存在を忘れられる備忘録

あれこれTwitterじゃ流れるから残しときたい書き物用

特定のアプリケーション起動時にスクリーンセーバー、自動サスペンドを止める

概要

 タイトル通り。 ちなみに、GNOME3なら拡張機能Caffeineというのがあって、アプリケーション名を設定することで早々に目的を達成できます。

 一定時間無操作でブランクスクリーンにするようなアイドル設定をするのはよくあることかと思いますが、アニメを見たり、リモートデスクトップでエロゲをオートモードでプレイしたりしてるときはこれが邪魔になることもあります。

 しかし、YouTubeを見たりAmazon Prime Videoを見てる時はこういったことには(多分)悩まされないはずです。 同様にVLCのようなメディアプレイヤーで動画を見ているときにも、勝手に画面が消えたりはしないはずです。 これはアプリケーションが裏側でよしなにやってくれているからです。

 ただ、必ずしも無操作の時間が長くなるとは考えられないもの(というかリモートデスクトップのクライアント)ではそういったことはやってくれないので、エロゲのプレイ等にに支障をきたすことがあります。

 これでは満足にコンテンツの消化もできないので、解決法を調べました。 思ったよりも意外に簡単にできて、個人的にちょっと面白かったので記事にします。

方法

 gnome-session-inhibit というのがあって、

$ gnome-session-inhibit [実行したいコマンド]

とすれば、指定したコマンドが終了するまでアイドル状態にならなくなります。

 自分の場合はリモートデスクトップクライアントにRemminaを使っていて、起動中は勝手に消えてほしくなかったので、起動コマンドを gnome-session-inhibit でくるんだ カスタム .desktop ファイルを作成してそちらを使うようにしました。

gnome-session-inhibit の裏側

 gnome-session-inhibit は何をしているのかというと、D-Bus 経由で gnome-session の Inhibitor API を呼び出しています。

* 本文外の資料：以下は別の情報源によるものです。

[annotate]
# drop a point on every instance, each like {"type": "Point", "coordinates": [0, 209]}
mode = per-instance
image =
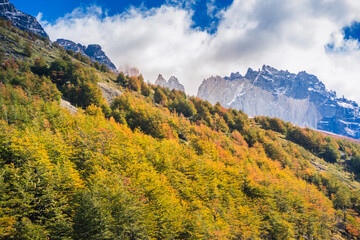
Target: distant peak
{"type": "Point", "coordinates": [94, 46]}
{"type": "Point", "coordinates": [172, 83]}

 dbus-monitorを使って覗き見てみると、gnome-session-inhibitを使った時に以下のような出力が確認できます。

method call time=1539871252.007783 sender=:1.864 -> destination=org.gnome.SessionManager serial=2 path=/org/gnome/SessionManager; interface=org.gnome.SessionManager; member=Inhibit
   string "unknown"
   uint32 0
   string "not specified"
   uint32 8
method return time=1539871252.010514 sender=:1.688 -> destination=:1.864 serial=720 reply_serial=2
   uint32 1663795501

 このように Inhibit を呼び出すことで、gnome-session にアイドル状態を抑制するよう設定を行っています。

 解除時は Uninhibit というのがあって、これを呼び出すことになっているのですが、gnome-session-inhibitではこれを特に呼んでいなさそうので、何か別の方法で解除しているようです。

(D-Bus よく知らないのですが、nameLost というsignal が発生しているので、多分通信に使ったバスが消えることで通知している?)

 ちなみに Cinnamon のアプレットに Inhibit Applet というのがあって、こちらでも Inhibitor APIを呼び出してアイドル状態を抑制することができます。 Inhibit Applet では状態を変化させるごとに Inihibit と Uninhibit が呼ばれるので、D-Bus を見る分にはこちらの方がわかりやすいかも。

 なので、もしアイドル状態を抑制したいようなアプリケーションを作成した時は、どこかで Inhibitor API を叩いてあげると幸せになれそうです。

番外編 systemd-inhibit

 他に似たものにsystemd-inhibit というコマンドもあります。 gnome-session の Inhibitor API と似た形で、systemd にも同様のインタフェースが存在しています。

systemd inhibitor

 systemd 側の話なので、スクリーンセーバー抑制等はできないようですが、サスペンド抑制等には使えそうです。

 gnome-session 以外のセッション・電源管理アプリケーションで同様の枠組みがあるのかは知りませんが、最悪 systemd 側から今回のようなアプローチも取れそうというメモです。